Solingen: Abenteuer in Nimmerland

Theater in Solingen : Abenteuer in Nimmerland

Das Stadtensemble brachte zwei Stunden Spaß und Abenteuer auf die Bühne des Pina-Bausch-Saals im Theater und Konzerthaus. Für die Besucher ging es nach „Nimmerland“, Peter Pans Fantasie-Insel.

Kaum war das mit Feenstaub verzauberte Piratenschiff „Jolly Roger“ am Ende gen London in den Himmel gestartet, um Wendy, ihre Geschwister und die verlorenen Jungs wieder zurück nach Hause zu bringen, brach tosender Beifall los. Die kleinen Zuschauer – und ihre großen Begleiter – klatschten, was das Zeug hielt, um sich für die zwei Stunden Spaß und Abenteuer zu bedanken, die das Stadtensemble auf die Bühne des Pina-Bausch-Saals gebracht hatte.

Zuvor schon hatten sie sich mehr und mehr in die Geschichte um Peter Pan, Wendy und den finsteren Käpt’n Hook hineinziehen lassen: Lautstark warnten sie etwa den schlafenden Peter vor der Heimtücke des gemeinen Piraten oder kurierten die vergiftete Sternenfee Tinkerbell mit ihrem lauthals beteuerten Glauben an die Existenz von Feen.

Diesmal hatte die Schauspiel-Crew des Stadtensembles unter der künstlerischen Leitung von Michael Tesch und der technischen Regie von Thomas Franz mit in Peter Pans „Nimmerland“ genommen, der Fantasie-Insel, auf der Kinder nie erwachsen werden, tun und lassen können, was sie wollen, und stattdessen Spaß und Spannung mit Indianern, Meerjungfrauen und Piraten erleben. Besonders der Anführer dieser Seeräuber-Truppe, der verschlagene Käpt’n Hook, taugt so recht zum Gegenspieler aller in ihrer Kindheit behüteten Jungen, die sich in ihrem Kopf und Herzen zum Helden und Abenteurer machen.

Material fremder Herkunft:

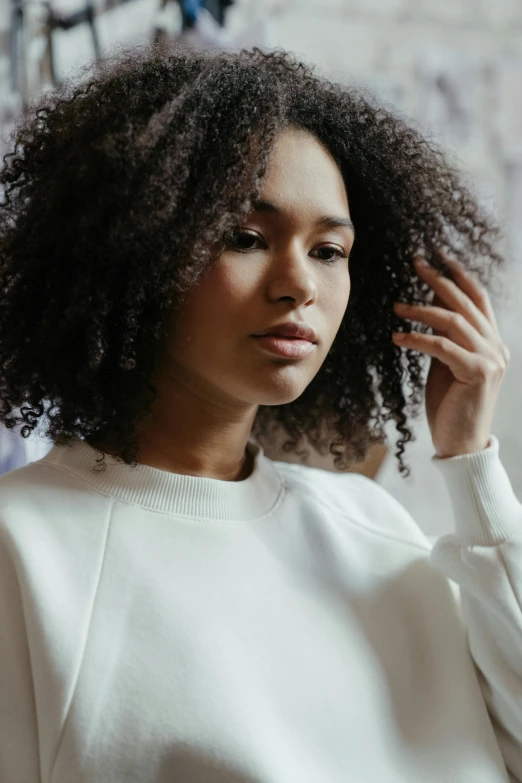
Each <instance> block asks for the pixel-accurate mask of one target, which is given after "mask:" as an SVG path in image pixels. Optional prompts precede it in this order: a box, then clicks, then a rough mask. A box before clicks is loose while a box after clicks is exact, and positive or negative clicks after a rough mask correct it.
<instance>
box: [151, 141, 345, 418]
mask: <svg viewBox="0 0 522 783" xmlns="http://www.w3.org/2000/svg"><path fill="white" fill-rule="evenodd" d="M337 223H340V225H338V224H337ZM353 241H354V234H353V228H352V227H351V223H350V212H349V208H348V200H347V195H346V190H345V186H344V182H343V179H342V176H341V173H340V171H339V169H338V168H337V165H336V163H335V162H334V160H333V158H332V156H331V155H330V153H329V152H328V151H327V149H326V148H325V147H324V146H323V145H322V144H321V143H320V142H319V141H317V139H316V138H315V137H314V136H312V135H311V134H309V133H307V132H306V131H302V130H294V129H287V130H284V131H283V132H281V133H280V134H279V136H278V137H277V139H276V143H275V145H274V147H273V150H272V153H271V156H270V159H269V165H268V169H267V172H266V174H265V176H264V178H263V181H262V188H261V194H260V202H259V203H258V204H257V205H256V209H254V210H253V211H252V212H251V213H250V215H248V217H247V218H246V219H245V220H244V222H243V224H242V227H241V230H240V232H238V233H237V234H236V235H235V237H234V241H233V242H232V243H231V244H230V245H229V246H228V247H227V248H226V249H225V250H224V252H223V253H222V254H221V256H220V258H219V260H218V261H217V262H216V263H215V264H214V266H213V267H212V268H211V269H210V270H209V272H208V273H207V274H206V275H205V276H204V277H203V278H202V279H201V280H200V281H198V283H197V284H196V286H195V287H194V288H193V289H192V290H191V291H190V292H189V294H188V295H186V297H185V300H184V302H183V304H182V306H181V307H180V308H178V309H177V310H176V311H174V312H173V317H172V320H171V323H170V326H169V330H168V339H167V341H166V347H165V356H164V358H165V359H166V361H167V365H168V368H169V375H170V373H171V372H172V377H173V378H176V380H177V381H178V382H179V383H181V384H183V386H186V387H187V386H188V388H190V389H191V390H192V391H194V392H196V393H201V394H204V395H205V396H207V395H210V397H211V398H212V399H214V400H215V401H217V402H223V403H225V404H230V403H232V404H235V403H237V404H238V405H239V406H240V407H244V406H245V405H246V406H250V405H282V404H284V403H288V402H292V400H295V399H296V398H297V397H299V396H300V395H301V394H302V392H303V391H304V389H305V388H306V387H307V386H308V384H309V383H310V382H311V380H312V379H313V378H314V376H315V375H316V373H317V372H318V370H319V368H320V367H321V365H322V363H323V361H324V359H325V357H326V355H327V353H328V351H329V350H330V347H331V345H332V343H333V340H334V338H335V335H336V333H337V331H338V329H339V326H340V324H341V320H342V318H343V315H344V313H345V310H346V307H347V304H348V299H349V295H350V274H349V271H348V260H347V256H348V254H349V253H350V249H351V247H352V244H353ZM288 321H291V322H294V323H299V324H305V325H307V326H309V327H311V328H312V329H313V330H314V331H315V333H316V335H317V338H316V342H315V344H312V345H311V346H308V349H309V350H308V352H307V353H306V355H304V356H301V357H298V358H295V357H294V358H288V357H285V356H281V355H278V354H276V353H273V352H272V351H271V350H268V348H267V347H266V344H264V343H263V342H262V341H260V340H259V338H257V337H253V335H256V334H259V333H260V332H264V331H266V330H269V329H270V328H272V327H276V326H277V325H280V324H282V323H285V322H288ZM286 344H287V345H288V343H286ZM305 347H306V346H305Z"/></svg>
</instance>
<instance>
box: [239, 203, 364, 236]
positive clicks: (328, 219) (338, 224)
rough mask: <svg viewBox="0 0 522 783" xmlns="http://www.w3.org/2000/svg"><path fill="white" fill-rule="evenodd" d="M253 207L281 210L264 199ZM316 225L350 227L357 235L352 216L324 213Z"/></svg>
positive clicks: (253, 206)
mask: <svg viewBox="0 0 522 783" xmlns="http://www.w3.org/2000/svg"><path fill="white" fill-rule="evenodd" d="M252 208H253V210H254V211H255V212H281V210H280V209H279V207H276V205H275V204H272V203H270V201H263V200H261V201H255V202H254V203H253V205H252ZM316 225H318V226H327V227H328V228H348V229H350V231H352V233H353V235H354V236H355V227H354V225H353V223H352V221H351V220H350V218H342V217H336V216H334V215H323V216H322V217H320V218H319V219H318V220H317V222H316Z"/></svg>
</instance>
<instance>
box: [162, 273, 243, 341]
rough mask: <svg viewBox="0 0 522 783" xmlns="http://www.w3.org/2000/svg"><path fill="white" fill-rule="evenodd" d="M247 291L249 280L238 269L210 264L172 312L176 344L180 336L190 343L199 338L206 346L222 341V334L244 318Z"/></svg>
mask: <svg viewBox="0 0 522 783" xmlns="http://www.w3.org/2000/svg"><path fill="white" fill-rule="evenodd" d="M250 291H251V286H250V285H249V284H248V280H247V279H245V276H241V275H238V274H237V270H236V271H234V273H232V270H231V269H230V268H229V267H227V266H226V265H224V264H217V265H216V266H215V267H213V268H211V269H210V270H209V272H208V273H207V274H206V275H205V277H204V278H202V279H201V280H200V281H199V283H198V284H197V285H196V287H195V288H194V289H192V291H191V292H190V293H189V294H188V295H187V296H186V298H185V303H184V306H183V308H182V310H181V311H180V312H179V313H178V314H177V315H176V316H175V324H176V326H175V334H176V336H177V340H176V341H177V344H178V345H179V339H180V338H181V339H182V340H183V342H184V343H190V344H191V345H192V347H196V345H198V344H199V343H201V342H203V344H204V345H205V346H207V348H208V346H209V345H211V344H212V343H215V342H216V341H217V342H218V343H222V341H223V336H224V334H225V333H227V332H228V331H232V332H234V331H235V330H237V320H238V319H243V318H244V308H245V302H247V301H248V298H249V295H250ZM225 336H226V335H225ZM213 337H215V338H216V339H215V340H213Z"/></svg>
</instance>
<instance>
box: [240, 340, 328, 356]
mask: <svg viewBox="0 0 522 783" xmlns="http://www.w3.org/2000/svg"><path fill="white" fill-rule="evenodd" d="M252 337H253V338H254V340H255V341H256V342H257V344H258V345H259V347H260V348H261V349H262V350H265V351H269V352H270V353H272V354H275V355H276V356H280V357H282V358H284V359H304V358H305V357H306V356H308V355H309V354H311V353H312V351H313V350H314V349H315V343H312V342H310V340H301V339H299V338H298V337H280V336H279V335H275V334H264V335H252Z"/></svg>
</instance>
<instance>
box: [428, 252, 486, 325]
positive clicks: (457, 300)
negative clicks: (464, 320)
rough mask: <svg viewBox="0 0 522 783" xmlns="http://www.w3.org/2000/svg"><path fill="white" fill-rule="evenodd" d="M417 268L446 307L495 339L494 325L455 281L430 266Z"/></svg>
mask: <svg viewBox="0 0 522 783" xmlns="http://www.w3.org/2000/svg"><path fill="white" fill-rule="evenodd" d="M416 268H417V272H418V274H419V277H421V278H422V279H423V280H425V281H426V282H427V283H428V284H429V285H430V286H431V287H432V289H433V290H434V291H435V293H436V294H437V295H438V296H439V299H440V301H441V302H443V303H444V305H446V306H447V307H448V308H449V309H450V310H454V311H456V312H458V313H460V314H461V315H463V316H464V317H465V318H466V320H467V321H469V322H470V323H471V324H472V326H474V327H475V329H476V330H477V331H478V332H479V333H480V334H481V335H482V336H483V337H485V338H487V339H491V338H492V337H493V335H494V334H495V330H494V327H493V325H492V324H491V323H490V321H489V320H488V319H487V318H486V316H485V315H484V314H483V313H482V312H481V311H480V310H479V309H478V307H477V306H476V304H475V303H474V302H473V301H472V300H471V299H470V298H469V296H467V294H465V293H464V291H462V290H461V289H460V288H459V287H458V286H457V284H456V283H455V282H454V281H453V280H449V279H448V278H447V277H443V276H442V275H441V274H440V272H438V271H437V270H436V269H433V267H430V266H429V265H428V266H425V265H419V264H416Z"/></svg>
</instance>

Das Stück nach dem Klassiker vom James Matthew Barrie, bearbeitet von Uwe Dahlhaus, der mit großer Spiellust und tief-heiserer Stimme als Hook Peter Pan (Amira Kemperdick) Paroli bot, vereinte in sich alles, was ein gutes Theaterstück für Kinder haben muss, um sie durchgehend zu fesseln und zu begeistern: Ambitionierte Darsteller, die mit Elan und Motivation ihre Rollen „lebten“, detailverliebte Kostüme, liebevoll und üppig ausgestaltete und zugleich zweckmäßig durchdachte Bühnenbilder, die für „Wow-Momente“ sorgten, und ein begleitendes Musik-Ensemble, geleitet von Mutz, das die jeweiligen Stimmungen und Emotionen vorantrieb, aber auch die Gesangssoli einzelner Darsteller zu positiven Höhepunkten machte. Die
19 Akteure zelebrierten mit Temperament und Lust am Spielen ihre Version der Geschichte und setzten voller Humor immer wieder eigene Akzente. Allen voran Amira Kemperdick als Peter Pan, die zusammen mit ihrer Oma Renate als zickige Sternenfee ein wunderbares Duo bildete. Wendy (Lena Hogekamp) bildete als mütterliche Wendy einen überzeugenden Gegenpol zu dieser Quirligkeit. Uwe Dahlhaus – als Hook mit Allongeperücke, Kniebundhose, Dreispitz und Zwirbelbart – hatte in Karl-Josef Überall als Bootsmann Smee einen pfiffigen Helfershelfer und „Steigbügelhalter“, der immer voller Beifall für die „gemeinen“ Ideen seines Anführers war.

Vom Kinderzimmer aus ging es für die Geschwister nach Nimmerland. Foto: Meuter, Peter (pm)
Überzeugte mit viel Temperament: Amira Kemperdick als Peter Pan. Foto: Meuter, Peter (pm)

Mit Spaß an der Sache schienen die Spieler selbst noch einmal Kind zu sein, so hingebungsvoll traten sie in dieser zum bewegten Bild gewordenen Fantasie auf. Spaß hatten auch die jüngsten Mitspieler, die sich als „nächste Generation“ empfahlen und spürbar gerne mit ihren Eltern auf der Bühne standen. Wilma Riedel, Leander und Ruben Kemperdick, Luzie Berkenkopf und Louis Gottfried agierten souverän mit Vater Alexander, Mutter Mira, Mutter Dajana und Großmutter Renate. In weiteren Rollen: Sylvie Wester-Stamm, Karl-Heinz Stamm, Jürgen Nippel, Ernst Seilheimer, Leonie Cronauge und Marian Hackländer.